In Budd-Falen’s widely reprinted 2009 opinion piece, she began her journey to the “billions” by noting that from 2003 until mid-2007, payments from the federal government’s “Judgment Fund” [1] totaled $4.7 billion. But the attorney fees to environmental groups, which are the target of her campaign, are mainly paid from the Equal Access to Justice Act[2], not the Judgment Fund. When Congress had re-authorized EAJA in 1985, it amended the statute by removing the Judgment Fund as a source of payment.[3] Payments from the Judgment Fund are authorized under nearly 100 federal statutes — including damages awarded under the Federal Tort Claims Act. Only seven of those are environmental protection statutes.
After stating the billions paid out of the Judgment Fund, Budd-Falen presented her finding that eight environmental groups had filed 1,596 lawsuits against the federal government between 2000 and 2009. Then she asserted: “On the other end, these same environmental groups are receiving billions of federal tax payer dollars in attorney fees for settling or ‘winning’ cases against the federal government.”
Actually the only way to check even partially, is to check their 990s. Earthjustice alone took in over 2 million in court awards for 2007. Not too shabby for a so called “non-profit”.
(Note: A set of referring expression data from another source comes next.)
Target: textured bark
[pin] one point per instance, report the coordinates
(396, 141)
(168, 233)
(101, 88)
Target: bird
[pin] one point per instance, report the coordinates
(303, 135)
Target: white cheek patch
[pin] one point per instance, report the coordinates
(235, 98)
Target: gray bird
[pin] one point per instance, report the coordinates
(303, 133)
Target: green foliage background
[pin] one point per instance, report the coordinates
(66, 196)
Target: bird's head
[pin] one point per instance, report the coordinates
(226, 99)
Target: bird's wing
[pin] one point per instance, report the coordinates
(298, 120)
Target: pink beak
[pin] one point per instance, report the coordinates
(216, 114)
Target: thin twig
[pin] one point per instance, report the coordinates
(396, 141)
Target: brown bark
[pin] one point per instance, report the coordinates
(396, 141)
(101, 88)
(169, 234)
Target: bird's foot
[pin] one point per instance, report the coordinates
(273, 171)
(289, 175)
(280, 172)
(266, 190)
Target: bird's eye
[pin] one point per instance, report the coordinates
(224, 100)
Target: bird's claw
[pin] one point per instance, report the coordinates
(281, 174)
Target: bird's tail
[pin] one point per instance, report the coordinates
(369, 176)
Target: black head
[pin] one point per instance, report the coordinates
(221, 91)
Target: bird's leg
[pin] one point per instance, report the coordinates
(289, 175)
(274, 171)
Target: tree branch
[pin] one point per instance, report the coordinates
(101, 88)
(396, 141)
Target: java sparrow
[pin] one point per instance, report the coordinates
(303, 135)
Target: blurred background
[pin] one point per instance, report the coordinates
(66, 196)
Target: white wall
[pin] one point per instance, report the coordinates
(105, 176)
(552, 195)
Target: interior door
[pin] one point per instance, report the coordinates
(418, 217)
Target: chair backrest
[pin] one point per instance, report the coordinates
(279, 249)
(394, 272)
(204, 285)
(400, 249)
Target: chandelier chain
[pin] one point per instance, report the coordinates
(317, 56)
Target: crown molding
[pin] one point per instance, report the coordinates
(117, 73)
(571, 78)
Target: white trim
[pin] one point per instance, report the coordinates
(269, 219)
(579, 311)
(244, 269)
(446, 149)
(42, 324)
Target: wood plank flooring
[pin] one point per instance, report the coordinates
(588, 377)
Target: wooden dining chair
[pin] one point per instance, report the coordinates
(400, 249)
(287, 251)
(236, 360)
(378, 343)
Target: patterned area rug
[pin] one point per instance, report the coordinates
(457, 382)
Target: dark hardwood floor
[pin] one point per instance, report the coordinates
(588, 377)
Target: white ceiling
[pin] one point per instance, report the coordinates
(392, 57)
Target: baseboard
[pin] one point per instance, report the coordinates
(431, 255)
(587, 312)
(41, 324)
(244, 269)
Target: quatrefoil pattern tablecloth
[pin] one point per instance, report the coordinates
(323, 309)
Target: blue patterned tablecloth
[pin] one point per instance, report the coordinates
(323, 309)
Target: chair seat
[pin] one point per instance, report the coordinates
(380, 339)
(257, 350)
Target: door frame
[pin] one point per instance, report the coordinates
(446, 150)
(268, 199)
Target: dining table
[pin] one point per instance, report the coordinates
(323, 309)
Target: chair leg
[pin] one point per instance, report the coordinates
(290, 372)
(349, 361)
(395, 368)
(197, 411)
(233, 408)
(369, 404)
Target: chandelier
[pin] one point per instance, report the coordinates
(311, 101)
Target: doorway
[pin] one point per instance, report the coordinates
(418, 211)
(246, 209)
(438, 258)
This is just another disinformation campaign by those advocating for the public lands ranchers. If Ms. Budd Falen was correct, and she is not, those billions would have already been put to good use enforcing our environmental laws, leading to protection of our watersheds that are now stripped and dysfunctional due to livestock grazing, our fisheries that are depleted from loss of habitat from livestock grazing, our wildlife populations that are displaced by livestock grazing, and the enjoyment of our public lands that is destroyed by having to hike, camp or hunt in a virtual feedlot. All for an industry that, if it disappeared tomorrow, would not be missed in the western economy, in fact, the economy would probably be helped by recovering all the damage, cleaning up the water, restoring our fisheries and wildlife and stopping the costs now passed on to the public because of public lands ranching.
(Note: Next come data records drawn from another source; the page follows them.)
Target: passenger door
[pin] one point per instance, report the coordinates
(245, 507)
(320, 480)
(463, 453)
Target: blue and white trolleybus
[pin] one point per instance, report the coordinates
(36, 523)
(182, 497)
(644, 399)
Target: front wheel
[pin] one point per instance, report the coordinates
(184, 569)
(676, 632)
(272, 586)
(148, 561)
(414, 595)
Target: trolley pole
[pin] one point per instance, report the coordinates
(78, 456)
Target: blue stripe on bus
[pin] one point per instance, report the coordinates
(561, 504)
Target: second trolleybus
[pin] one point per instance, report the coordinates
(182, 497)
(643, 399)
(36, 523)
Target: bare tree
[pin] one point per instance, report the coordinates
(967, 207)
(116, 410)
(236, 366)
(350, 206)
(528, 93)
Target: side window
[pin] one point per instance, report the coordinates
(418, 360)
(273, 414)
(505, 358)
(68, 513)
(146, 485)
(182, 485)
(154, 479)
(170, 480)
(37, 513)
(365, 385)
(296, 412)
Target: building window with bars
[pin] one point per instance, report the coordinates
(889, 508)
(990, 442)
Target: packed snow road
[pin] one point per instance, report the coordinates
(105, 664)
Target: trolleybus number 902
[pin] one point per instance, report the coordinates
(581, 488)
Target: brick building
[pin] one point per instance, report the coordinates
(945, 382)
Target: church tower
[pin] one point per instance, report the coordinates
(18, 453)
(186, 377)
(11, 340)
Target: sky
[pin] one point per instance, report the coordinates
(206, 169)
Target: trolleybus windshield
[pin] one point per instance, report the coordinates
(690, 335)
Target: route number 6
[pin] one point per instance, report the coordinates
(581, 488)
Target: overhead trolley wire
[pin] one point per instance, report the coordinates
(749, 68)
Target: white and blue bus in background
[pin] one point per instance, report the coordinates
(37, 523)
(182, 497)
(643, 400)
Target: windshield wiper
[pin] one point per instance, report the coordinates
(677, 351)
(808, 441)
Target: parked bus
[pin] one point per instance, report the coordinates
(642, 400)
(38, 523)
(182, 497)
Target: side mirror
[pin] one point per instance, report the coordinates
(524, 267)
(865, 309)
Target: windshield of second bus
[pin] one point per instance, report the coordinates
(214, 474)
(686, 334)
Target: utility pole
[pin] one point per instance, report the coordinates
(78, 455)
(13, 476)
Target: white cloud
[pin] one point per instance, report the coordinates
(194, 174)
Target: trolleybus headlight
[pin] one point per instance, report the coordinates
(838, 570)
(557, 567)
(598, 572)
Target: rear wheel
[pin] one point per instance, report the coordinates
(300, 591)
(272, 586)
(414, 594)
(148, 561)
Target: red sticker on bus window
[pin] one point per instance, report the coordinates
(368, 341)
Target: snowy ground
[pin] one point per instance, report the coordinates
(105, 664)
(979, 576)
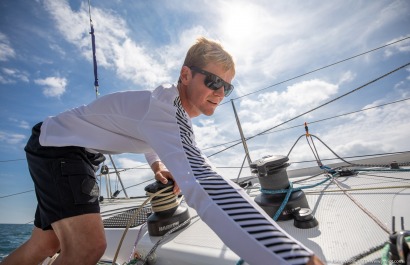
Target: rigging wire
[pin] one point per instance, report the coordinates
(145, 166)
(96, 85)
(316, 121)
(315, 108)
(318, 69)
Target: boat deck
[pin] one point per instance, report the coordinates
(345, 234)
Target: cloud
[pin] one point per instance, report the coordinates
(401, 47)
(11, 76)
(276, 107)
(20, 124)
(52, 86)
(11, 138)
(115, 49)
(6, 51)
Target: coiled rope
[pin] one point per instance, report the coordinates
(162, 204)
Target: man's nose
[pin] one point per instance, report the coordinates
(220, 92)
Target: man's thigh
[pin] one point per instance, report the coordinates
(79, 232)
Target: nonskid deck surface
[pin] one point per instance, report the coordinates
(344, 233)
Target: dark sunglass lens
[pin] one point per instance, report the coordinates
(228, 89)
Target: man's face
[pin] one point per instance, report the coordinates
(199, 98)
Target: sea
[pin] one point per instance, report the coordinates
(12, 236)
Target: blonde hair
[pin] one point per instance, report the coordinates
(206, 51)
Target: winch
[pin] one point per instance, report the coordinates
(272, 175)
(167, 212)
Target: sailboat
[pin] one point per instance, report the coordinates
(347, 210)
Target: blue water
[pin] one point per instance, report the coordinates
(12, 236)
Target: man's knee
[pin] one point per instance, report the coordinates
(44, 243)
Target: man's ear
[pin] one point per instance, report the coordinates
(185, 75)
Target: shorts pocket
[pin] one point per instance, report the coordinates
(82, 181)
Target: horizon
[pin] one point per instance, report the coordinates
(46, 67)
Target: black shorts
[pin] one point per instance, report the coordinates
(64, 180)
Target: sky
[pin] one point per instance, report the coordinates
(46, 68)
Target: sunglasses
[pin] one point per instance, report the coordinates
(213, 81)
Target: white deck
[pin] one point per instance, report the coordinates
(344, 230)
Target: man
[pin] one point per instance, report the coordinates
(63, 151)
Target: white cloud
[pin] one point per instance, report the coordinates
(400, 47)
(276, 107)
(114, 47)
(11, 138)
(12, 75)
(6, 51)
(52, 86)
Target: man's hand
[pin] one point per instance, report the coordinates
(162, 174)
(314, 260)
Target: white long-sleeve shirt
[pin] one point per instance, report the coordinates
(155, 122)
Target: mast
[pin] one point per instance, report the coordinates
(245, 146)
The science is clear on this damage, yet federal agencies are complicit in perpetuating it. Environmental groups are the last line of protection of our public lands and work with great dedication to see that science is used and the laws enforced to clean up our water and sustain our fish and wildlife populations. They do this at great personal sacrifice and large financial costs. They should be thanked by the people.
Public lands ranchers have waged a war on the land since long ago. Bernard Devoto exposed the scheme they devised in the 1940’s to have our public lands given to the states to be sold off to ranchers for 10 cents an acre. These are the people who claim they are the stewards of the land. Nothing can be further from the truth
Representative Lummis is taking exactly the correct action. She is to be commended for trying to rein in wasteful, damaging government spending, especially by rich environmental groups who can afford to hire more attorneys than work for the federal government. Most certainly EAJA funds have been helpful to a few individuals who have won judgments against the federal government. The act was never intended to aid environmental organizations fund lawyers who maintain the conflict industry for environmentalists.
Wyoming legislature/Cynthia Lummis Posted by Robert Laybourne at Feb 18, 2010 12:49 PM
Besides Lummis’s attempt to bully; a loose cannon state representative, Republic party “Pete” Illoway has introduced a bill in the state leglislature that would mandate analysis of the cost of any Federaly mandated EPA, NEPA etc. studies. And that then they would have to be approved at the state level. This is laughable and would be a costly duplication and probably unconstitutional.